“Well?” said the great city man.

“You will let me see my little one before I go, Richard? I won’t let my head get hot. You will not mind that. I will do all that you wish. But why not let us be together? She is not mad; but that would not matter. Let me have her, and go away from here. She is so little, I could carry her; and we would never trouble you again. Indeed, indeed—never, never again!”

If he could only have placed faith in those words, what a burden Richard Pellet would have felt to be off his shoulders! But no; he dared not trust her; and in the few moments while she stood with her wild strange eyes gazing appealingly in his face, he saw her coming to his office for help, then down to Norwood, declaring that she was his wedded wife, and trouble, exposure, perhaps punishment, to follow, because, he told himself, he had declined to let this poor helpless maniac stand in the way of his advancement.

Richard Pellet’s face grew darker as he turned to leave the room.

“But you will let me see her once, Richard—only once before I go? Think how obedient I have been, how I have attended always to your words—always. I know what you mean to do—to shut me up in a dreadful madhouse, and all because—because my poor head grows so hot. It was not so once, Richard.”

She dropped her work upon the floor, and elapsed her hands as she stood before him.

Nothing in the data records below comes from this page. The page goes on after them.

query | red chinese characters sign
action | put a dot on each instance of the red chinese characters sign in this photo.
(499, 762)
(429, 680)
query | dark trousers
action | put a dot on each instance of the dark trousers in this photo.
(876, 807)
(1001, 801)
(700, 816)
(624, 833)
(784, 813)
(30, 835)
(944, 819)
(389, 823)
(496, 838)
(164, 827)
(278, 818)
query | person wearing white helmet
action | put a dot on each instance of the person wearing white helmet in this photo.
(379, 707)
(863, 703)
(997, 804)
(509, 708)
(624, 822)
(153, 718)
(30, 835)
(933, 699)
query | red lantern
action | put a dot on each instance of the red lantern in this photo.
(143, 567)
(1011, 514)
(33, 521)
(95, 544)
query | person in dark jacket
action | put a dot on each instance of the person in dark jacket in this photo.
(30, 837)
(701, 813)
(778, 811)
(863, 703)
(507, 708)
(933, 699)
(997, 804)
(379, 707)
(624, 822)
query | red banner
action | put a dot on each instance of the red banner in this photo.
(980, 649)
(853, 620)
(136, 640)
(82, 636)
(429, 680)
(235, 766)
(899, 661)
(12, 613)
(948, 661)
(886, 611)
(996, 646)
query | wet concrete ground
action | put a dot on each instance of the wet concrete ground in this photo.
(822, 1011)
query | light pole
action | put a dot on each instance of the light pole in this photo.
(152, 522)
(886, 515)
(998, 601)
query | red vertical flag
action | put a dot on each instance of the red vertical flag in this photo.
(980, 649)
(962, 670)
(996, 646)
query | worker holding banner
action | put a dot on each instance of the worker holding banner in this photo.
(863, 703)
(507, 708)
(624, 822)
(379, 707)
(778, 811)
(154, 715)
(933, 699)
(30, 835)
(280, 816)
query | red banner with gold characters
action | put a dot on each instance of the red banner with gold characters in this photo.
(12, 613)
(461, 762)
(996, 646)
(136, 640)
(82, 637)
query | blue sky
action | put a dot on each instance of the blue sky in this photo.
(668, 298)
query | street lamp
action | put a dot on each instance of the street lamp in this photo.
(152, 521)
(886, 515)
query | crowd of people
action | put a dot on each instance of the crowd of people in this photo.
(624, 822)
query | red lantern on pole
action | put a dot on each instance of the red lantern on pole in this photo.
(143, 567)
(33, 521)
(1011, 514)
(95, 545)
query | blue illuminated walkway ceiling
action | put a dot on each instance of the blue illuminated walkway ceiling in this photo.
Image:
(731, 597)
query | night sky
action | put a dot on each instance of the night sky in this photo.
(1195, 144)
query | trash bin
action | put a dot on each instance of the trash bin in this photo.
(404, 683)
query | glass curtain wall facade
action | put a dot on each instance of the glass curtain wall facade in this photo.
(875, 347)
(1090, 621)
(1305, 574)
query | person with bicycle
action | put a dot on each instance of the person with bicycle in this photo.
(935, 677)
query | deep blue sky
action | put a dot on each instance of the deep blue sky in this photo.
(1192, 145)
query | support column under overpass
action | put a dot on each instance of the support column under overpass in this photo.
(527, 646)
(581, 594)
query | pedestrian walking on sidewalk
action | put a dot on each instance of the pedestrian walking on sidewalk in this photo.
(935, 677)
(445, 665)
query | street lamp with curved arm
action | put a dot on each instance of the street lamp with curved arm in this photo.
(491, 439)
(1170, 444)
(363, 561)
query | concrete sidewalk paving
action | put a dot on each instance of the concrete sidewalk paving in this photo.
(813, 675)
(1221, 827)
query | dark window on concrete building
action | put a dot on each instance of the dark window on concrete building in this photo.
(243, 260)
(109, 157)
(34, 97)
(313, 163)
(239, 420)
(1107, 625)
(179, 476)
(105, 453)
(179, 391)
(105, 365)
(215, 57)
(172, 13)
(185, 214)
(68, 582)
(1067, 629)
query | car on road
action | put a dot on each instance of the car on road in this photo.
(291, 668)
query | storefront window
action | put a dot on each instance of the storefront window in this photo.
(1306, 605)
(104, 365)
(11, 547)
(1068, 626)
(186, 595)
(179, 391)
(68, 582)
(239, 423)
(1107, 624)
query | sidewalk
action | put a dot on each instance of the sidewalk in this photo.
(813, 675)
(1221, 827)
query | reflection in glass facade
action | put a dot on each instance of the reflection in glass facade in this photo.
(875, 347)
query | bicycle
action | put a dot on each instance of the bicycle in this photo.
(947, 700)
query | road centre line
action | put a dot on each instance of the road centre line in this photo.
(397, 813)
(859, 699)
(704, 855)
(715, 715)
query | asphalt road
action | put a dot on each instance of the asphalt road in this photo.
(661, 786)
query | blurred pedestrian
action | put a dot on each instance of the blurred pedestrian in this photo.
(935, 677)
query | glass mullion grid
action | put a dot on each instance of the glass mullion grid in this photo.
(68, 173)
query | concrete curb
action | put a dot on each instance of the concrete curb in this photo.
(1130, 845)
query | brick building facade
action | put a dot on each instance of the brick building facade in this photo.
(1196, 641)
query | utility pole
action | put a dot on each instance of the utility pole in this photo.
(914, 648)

“Only once, Richard,” she exclaimed again; “only once, for ever so short a time,” and the voice grew more and more plaintive and appealing—the tones seeming to ring prophetically in Richard Pellet’s ears, so that he found himself thinking—“Suppose those words haunt me at my deathbed!”

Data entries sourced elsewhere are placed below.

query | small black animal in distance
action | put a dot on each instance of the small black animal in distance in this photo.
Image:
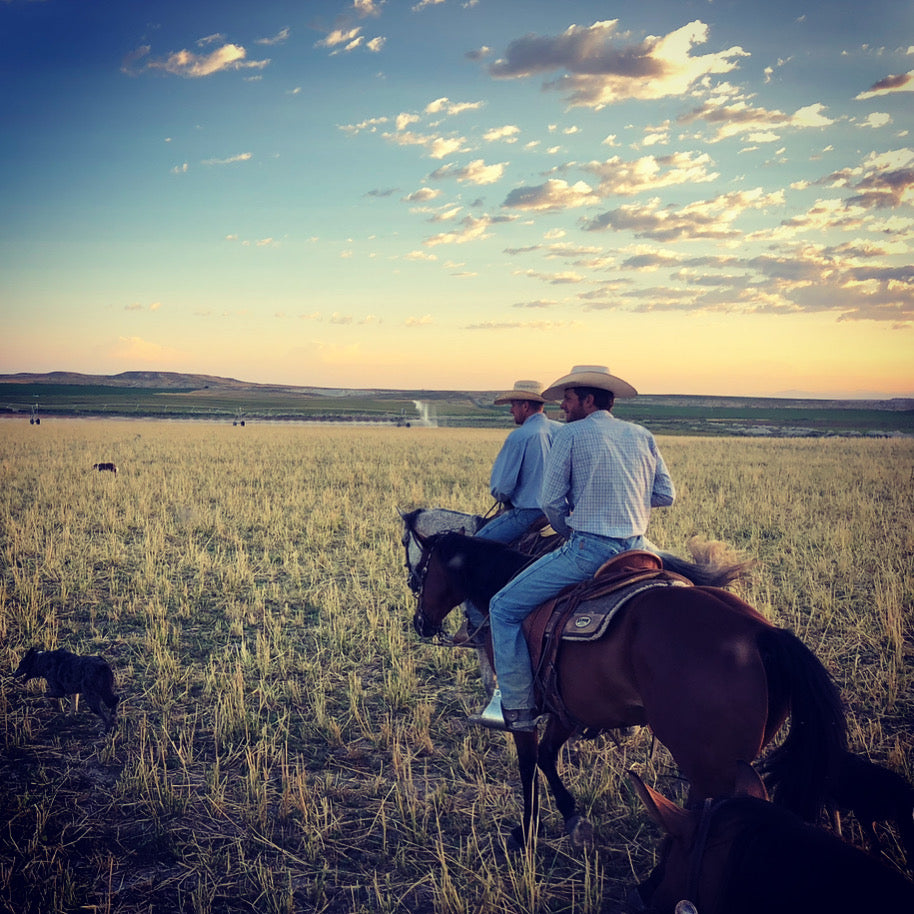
(69, 674)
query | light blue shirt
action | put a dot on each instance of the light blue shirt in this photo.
(603, 476)
(517, 474)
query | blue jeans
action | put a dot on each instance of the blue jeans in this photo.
(505, 528)
(577, 560)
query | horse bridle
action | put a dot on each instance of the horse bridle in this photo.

He started the next moment.

“Be quiet,” he exclaimed, harshly, as he might have said “Down!” to a dog; when, rightly interpreting his words, the woman uttered a low wail, letting herself sink upon the floor, as she covered her face with her hands, and convulsively sobbed. But the trembling hands fell again as she shook her head with the action of one throwing back thick masses of curling hair, and looking sharply up, she listened, for the sound of a bell fell upon her ear. The cause was plain enough, for Richard Pellet stood before her with the rope in his hand.

Then she slowly rose, sighing as she closed her eyes, and stood motionless until the woman of the house came into the room and laid her talon-like hand upon her shoulder. But though the prisoner shivered, she did not move from her place; she only opened her eyes and gazed once more imploringly at Richard, who avoided her look, and, walking to the window, peered through the bar-like blinds.